Hazır mısınız Far cry primal göndermesi geliyor gfgdfg
Naddik, geçen avladıkları mamutu Kaplan sayesinde mağaraya kadar taşıdıktan sonra kendisi postunu ve biraz da etinden gerisini de Kaplanın karnını doyurması için ona vermişti.
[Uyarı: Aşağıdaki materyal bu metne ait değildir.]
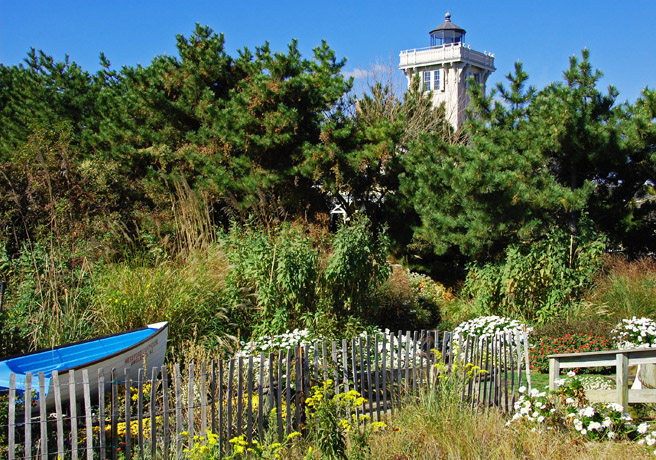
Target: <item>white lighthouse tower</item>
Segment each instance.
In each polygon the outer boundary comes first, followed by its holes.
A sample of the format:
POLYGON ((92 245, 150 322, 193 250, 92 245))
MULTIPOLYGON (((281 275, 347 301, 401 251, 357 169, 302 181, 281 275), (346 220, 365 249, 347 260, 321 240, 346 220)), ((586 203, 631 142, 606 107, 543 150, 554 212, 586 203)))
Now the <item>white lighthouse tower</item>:
POLYGON ((421 87, 431 92, 433 105, 445 105, 447 120, 457 130, 465 120, 469 105, 467 80, 483 85, 496 69, 494 54, 480 52, 465 44, 465 29, 451 22, 446 13, 444 22, 430 31, 430 47, 401 51, 399 68, 408 78, 416 74, 421 87))

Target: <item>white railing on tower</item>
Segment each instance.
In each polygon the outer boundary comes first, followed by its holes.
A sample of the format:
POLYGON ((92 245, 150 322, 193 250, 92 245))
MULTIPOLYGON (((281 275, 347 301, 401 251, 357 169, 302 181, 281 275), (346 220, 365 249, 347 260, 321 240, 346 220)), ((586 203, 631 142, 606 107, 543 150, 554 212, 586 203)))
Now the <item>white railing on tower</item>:
POLYGON ((430 64, 436 61, 465 60, 482 67, 494 69, 494 55, 492 53, 481 53, 461 43, 404 50, 401 51, 400 58, 400 68, 430 64))

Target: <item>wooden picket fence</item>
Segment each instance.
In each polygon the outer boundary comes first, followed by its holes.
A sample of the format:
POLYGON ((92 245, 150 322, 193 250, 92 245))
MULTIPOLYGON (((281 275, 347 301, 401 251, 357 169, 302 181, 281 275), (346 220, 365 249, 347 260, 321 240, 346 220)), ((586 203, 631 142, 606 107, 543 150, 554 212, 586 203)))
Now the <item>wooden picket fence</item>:
POLYGON ((462 399, 472 407, 510 411, 517 389, 530 387, 526 333, 456 341, 453 334, 438 331, 314 343, 190 363, 184 371, 174 364, 153 369, 149 376, 141 370, 136 381, 127 378, 125 369, 109 376, 71 371, 69 401, 61 400, 54 372, 54 412, 45 398, 26 396, 32 388, 45 393, 42 373, 28 374, 24 393, 15 389, 12 376, 4 427, 8 458, 116 460, 136 454, 139 459, 177 459, 184 458, 195 435, 204 436, 207 430, 218 435, 222 452, 229 453, 229 440, 236 436, 250 443, 265 433, 282 439, 303 431, 305 399, 313 386, 328 380, 336 393, 355 390, 366 398, 356 415, 381 420, 394 417, 408 398, 434 387, 438 362, 445 375, 471 371, 471 366, 480 369, 463 379, 462 399), (82 401, 75 399, 75 385, 84 387, 82 401))

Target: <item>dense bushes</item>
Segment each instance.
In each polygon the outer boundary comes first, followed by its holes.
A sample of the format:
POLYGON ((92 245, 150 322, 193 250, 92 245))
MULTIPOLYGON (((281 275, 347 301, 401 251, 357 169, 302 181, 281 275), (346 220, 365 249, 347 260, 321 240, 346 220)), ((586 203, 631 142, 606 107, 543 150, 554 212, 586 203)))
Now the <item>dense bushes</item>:
POLYGON ((545 323, 579 302, 604 249, 603 237, 588 228, 576 240, 555 229, 527 247, 510 246, 501 263, 471 265, 462 295, 480 313, 545 323))

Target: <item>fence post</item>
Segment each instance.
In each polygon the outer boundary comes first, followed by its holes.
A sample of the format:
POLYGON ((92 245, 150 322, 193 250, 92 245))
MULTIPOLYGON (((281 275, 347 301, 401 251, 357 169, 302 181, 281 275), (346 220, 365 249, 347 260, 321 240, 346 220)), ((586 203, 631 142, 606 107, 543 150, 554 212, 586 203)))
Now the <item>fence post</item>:
POLYGON ((549 358, 549 391, 556 391, 558 389, 558 387, 556 386, 556 380, 558 379, 559 375, 560 375, 560 359, 549 358))
MULTIPOLYGON (((23 399, 26 399, 24 396, 23 399)), ((26 403, 27 404, 27 403, 26 403)), ((16 458, 16 444, 15 444, 15 425, 16 425, 16 374, 9 374, 9 419, 7 428, 9 430, 9 460, 16 458)))
POLYGON ((615 355, 617 403, 622 406, 624 413, 629 412, 629 357, 626 353, 615 355))

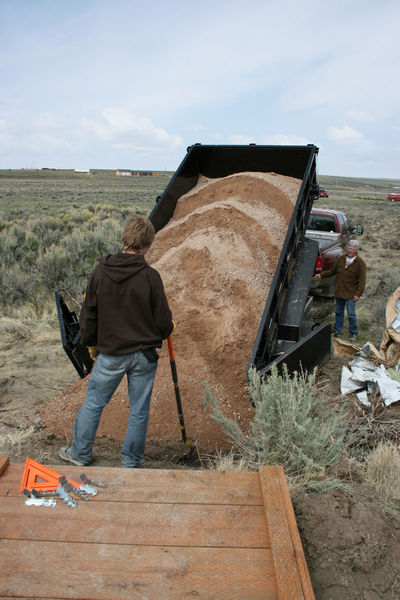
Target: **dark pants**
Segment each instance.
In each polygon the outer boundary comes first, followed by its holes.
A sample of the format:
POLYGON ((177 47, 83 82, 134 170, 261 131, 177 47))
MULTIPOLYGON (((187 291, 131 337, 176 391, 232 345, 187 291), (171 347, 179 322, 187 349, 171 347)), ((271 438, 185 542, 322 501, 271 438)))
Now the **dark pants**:
POLYGON ((335 333, 342 333, 345 307, 347 310, 347 316, 349 317, 350 335, 357 335, 356 303, 354 302, 353 298, 350 300, 344 300, 343 298, 336 297, 336 319, 334 325, 335 333))

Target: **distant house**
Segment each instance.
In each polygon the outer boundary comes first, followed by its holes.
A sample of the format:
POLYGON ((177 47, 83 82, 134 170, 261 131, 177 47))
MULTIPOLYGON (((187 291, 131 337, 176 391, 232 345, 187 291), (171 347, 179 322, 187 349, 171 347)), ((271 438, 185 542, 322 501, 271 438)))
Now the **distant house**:
POLYGON ((154 175, 151 171, 131 171, 130 169, 117 169, 116 175, 154 175))

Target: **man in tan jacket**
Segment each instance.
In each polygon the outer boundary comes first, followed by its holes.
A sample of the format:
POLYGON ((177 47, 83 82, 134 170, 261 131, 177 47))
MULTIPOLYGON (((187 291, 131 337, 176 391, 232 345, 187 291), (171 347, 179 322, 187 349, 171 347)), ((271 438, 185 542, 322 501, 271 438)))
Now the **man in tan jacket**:
POLYGON ((347 252, 338 258, 332 269, 322 271, 315 279, 323 279, 336 275, 335 298, 336 319, 334 337, 342 333, 344 323, 344 309, 346 307, 349 317, 350 339, 357 339, 356 302, 360 299, 365 289, 367 268, 362 258, 358 256, 359 244, 357 240, 350 240, 347 252))

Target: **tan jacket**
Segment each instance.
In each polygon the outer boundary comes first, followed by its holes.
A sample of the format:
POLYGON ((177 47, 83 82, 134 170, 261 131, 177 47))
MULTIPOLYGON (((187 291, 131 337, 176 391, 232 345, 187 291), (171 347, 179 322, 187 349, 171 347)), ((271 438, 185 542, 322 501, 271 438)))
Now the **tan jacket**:
POLYGON ((340 256, 332 269, 322 271, 321 278, 336 275, 335 296, 350 300, 354 296, 361 296, 365 289, 367 267, 362 258, 356 255, 355 259, 346 269, 346 255, 340 256))

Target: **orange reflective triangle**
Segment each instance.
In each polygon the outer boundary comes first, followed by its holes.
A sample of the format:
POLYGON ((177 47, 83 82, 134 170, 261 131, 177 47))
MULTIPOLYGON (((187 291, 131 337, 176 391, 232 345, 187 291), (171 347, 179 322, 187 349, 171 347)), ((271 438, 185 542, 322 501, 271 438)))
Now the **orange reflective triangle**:
MULTIPOLYGON (((52 471, 48 467, 27 457, 19 493, 22 494, 24 489, 35 489, 38 492, 55 491, 60 487, 60 482, 58 481, 59 477, 61 477, 60 473, 52 471)), ((67 479, 74 487, 80 487, 82 485, 82 482, 77 483, 76 481, 72 481, 72 479, 67 479)))

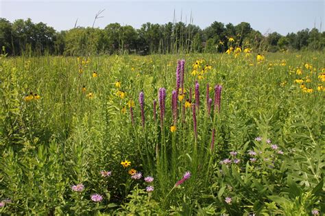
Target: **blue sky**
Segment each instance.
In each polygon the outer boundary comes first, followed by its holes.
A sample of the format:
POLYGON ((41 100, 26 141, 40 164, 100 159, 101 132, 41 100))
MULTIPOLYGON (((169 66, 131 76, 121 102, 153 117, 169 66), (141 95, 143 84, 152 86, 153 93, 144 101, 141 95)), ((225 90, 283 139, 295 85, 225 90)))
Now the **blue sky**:
POLYGON ((175 10, 177 21, 189 21, 204 28, 213 21, 237 25, 248 22, 262 34, 277 32, 281 34, 296 32, 315 26, 325 29, 325 1, 255 0, 255 1, 26 1, 0 0, 0 17, 14 21, 31 18, 57 30, 77 25, 91 26, 95 14, 105 9, 104 18, 95 27, 104 27, 110 23, 130 25, 136 28, 146 22, 163 24, 173 21, 175 10))

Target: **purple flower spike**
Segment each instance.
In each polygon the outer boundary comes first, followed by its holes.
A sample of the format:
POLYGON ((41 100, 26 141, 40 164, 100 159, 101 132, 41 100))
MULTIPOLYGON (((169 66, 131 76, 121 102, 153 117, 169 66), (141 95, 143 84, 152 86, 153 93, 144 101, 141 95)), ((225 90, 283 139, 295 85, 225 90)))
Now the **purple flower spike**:
POLYGON ((156 113, 157 107, 157 101, 154 99, 154 120, 156 121, 157 120, 157 114, 156 113))
POLYGON ((173 111, 173 121, 175 125, 177 121, 177 92, 174 90, 171 95, 171 110, 173 111))
POLYGON ((211 138, 211 145, 210 145, 210 149, 211 151, 213 151, 213 148, 215 147, 215 129, 213 128, 212 130, 212 138, 211 138))
POLYGON ((195 139, 197 139, 197 125, 196 122, 196 112, 195 112, 195 106, 192 106, 192 112, 193 112, 193 125, 194 130, 194 135, 195 136, 195 139))
POLYGON ((145 129, 145 94, 143 94, 143 92, 142 91, 139 95, 139 102, 141 110, 142 127, 145 129))
POLYGON ((200 85, 197 81, 195 82, 195 106, 197 110, 199 110, 199 106, 200 106, 200 85))

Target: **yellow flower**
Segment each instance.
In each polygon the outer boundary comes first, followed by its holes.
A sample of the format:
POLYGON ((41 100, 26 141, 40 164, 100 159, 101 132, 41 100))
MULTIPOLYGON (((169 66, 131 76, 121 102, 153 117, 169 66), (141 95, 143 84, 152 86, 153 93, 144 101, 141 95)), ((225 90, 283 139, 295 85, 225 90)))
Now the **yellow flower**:
POLYGON ((34 95, 34 98, 35 99, 38 99, 40 98, 40 96, 38 95, 38 94, 35 94, 35 95, 34 95))
POLYGON ((119 82, 119 80, 117 80, 115 82, 115 87, 117 87, 117 88, 121 88, 121 82, 119 82))
POLYGON ((92 99, 93 97, 94 97, 94 94, 91 91, 87 95, 88 98, 92 99))
POLYGON ((129 170, 128 173, 130 175, 133 176, 136 173, 136 170, 135 170, 134 169, 131 169, 129 170))
POLYGON ((134 107, 134 101, 132 100, 132 99, 130 99, 130 100, 128 102, 128 106, 129 106, 129 108, 134 107))
POLYGON ((121 165, 124 167, 126 168, 128 166, 131 165, 131 162, 128 161, 128 160, 125 160, 124 161, 121 162, 121 165))
POLYGON ((302 80, 302 79, 295 80, 295 83, 302 83, 303 82, 304 80, 302 80))
POLYGON ((175 126, 175 125, 171 125, 171 132, 172 133, 173 133, 173 132, 176 132, 176 126, 175 126))
POLYGON ((186 101, 185 101, 185 108, 191 108, 191 106, 192 106, 192 104, 191 104, 191 102, 186 99, 186 101))
POLYGON ((178 100, 179 100, 180 101, 182 101, 183 100, 184 96, 185 96, 184 94, 180 94, 180 95, 178 95, 178 100))
POLYGON ((93 77, 97 77, 97 73, 96 71, 93 72, 93 77))
POLYGON ((34 95, 32 92, 30 92, 29 94, 24 97, 25 101, 29 101, 34 99, 34 95))

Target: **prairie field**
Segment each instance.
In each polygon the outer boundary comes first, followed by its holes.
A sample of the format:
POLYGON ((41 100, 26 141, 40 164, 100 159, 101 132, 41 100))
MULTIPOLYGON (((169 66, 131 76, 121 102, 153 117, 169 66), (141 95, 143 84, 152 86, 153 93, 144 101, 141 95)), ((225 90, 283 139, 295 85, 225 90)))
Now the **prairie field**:
POLYGON ((2 55, 0 214, 322 214, 324 60, 2 55))

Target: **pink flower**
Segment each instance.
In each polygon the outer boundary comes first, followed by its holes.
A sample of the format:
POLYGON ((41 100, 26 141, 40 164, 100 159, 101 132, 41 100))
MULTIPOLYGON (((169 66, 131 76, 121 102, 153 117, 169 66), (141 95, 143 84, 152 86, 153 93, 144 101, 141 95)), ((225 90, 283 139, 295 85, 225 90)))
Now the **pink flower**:
POLYGON ((103 200, 103 197, 97 193, 93 194, 91 196, 91 200, 96 202, 99 202, 103 200))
Oğlan da aynı şekilde kendine kışlık bir kıyafet hazırlayıp etini yedikten sonra yıkanmak için ıslattığı bir kürkle kendini sildi. Bu soğukta dereye girecek hali yoktu. Ardından ince bir sopa ve parmaklarının yardımıyla karışmış saçlarını tel tel ayırdı ve gözü geçenlerde topladığı kuru tarak otuna takıldı. Bunu kendi saçında da denemeye karar vermişti ve bundan da hiç pişman olmadı.
Şayet saçları yumuşayıp düzelmişti. Ara sıra yıkamak dışında saçına pek ilgi gösterdiği söylenemezdi. Çoğunlukla omzundan biraz daha aşağı kadar uzayan saçlarını kulaklarının arkasına atar ya da ip haline getirdiği liflerle rastgele tuttururdu.
Saçını incelemek için öne attığında, tıpkı sepetlerde yaptığı gibi örüp öremeyeceğini düşündü. Bu işte tecrübeli gibi bir tutam alıp örmeye başladı. Ucunu da iplerle bağlayıp başka bir tutam daha ördü. Bu yaptığını kabilesi görseydi emindi ki ona gülerdi diye geçirdi içinden ama bu onu durdurmadı.
Kısa süre sonra tüm saçlarını örmüştü. Başını sağa sola savurarak saçlarının bu farklılığına gülümsedi. Örgüleri sevmişti ama saçları hala önüne geliyordu.
Bunun için, bir kaç deneme yoluyla bir şekilde saçlarını tepesinde toplamayı başarmıştı. Fakat onları sallamayı da seviyordu. Bu yüzden arka ve yanları serbest bırakıp sadece tepedeki örgüleri topladı.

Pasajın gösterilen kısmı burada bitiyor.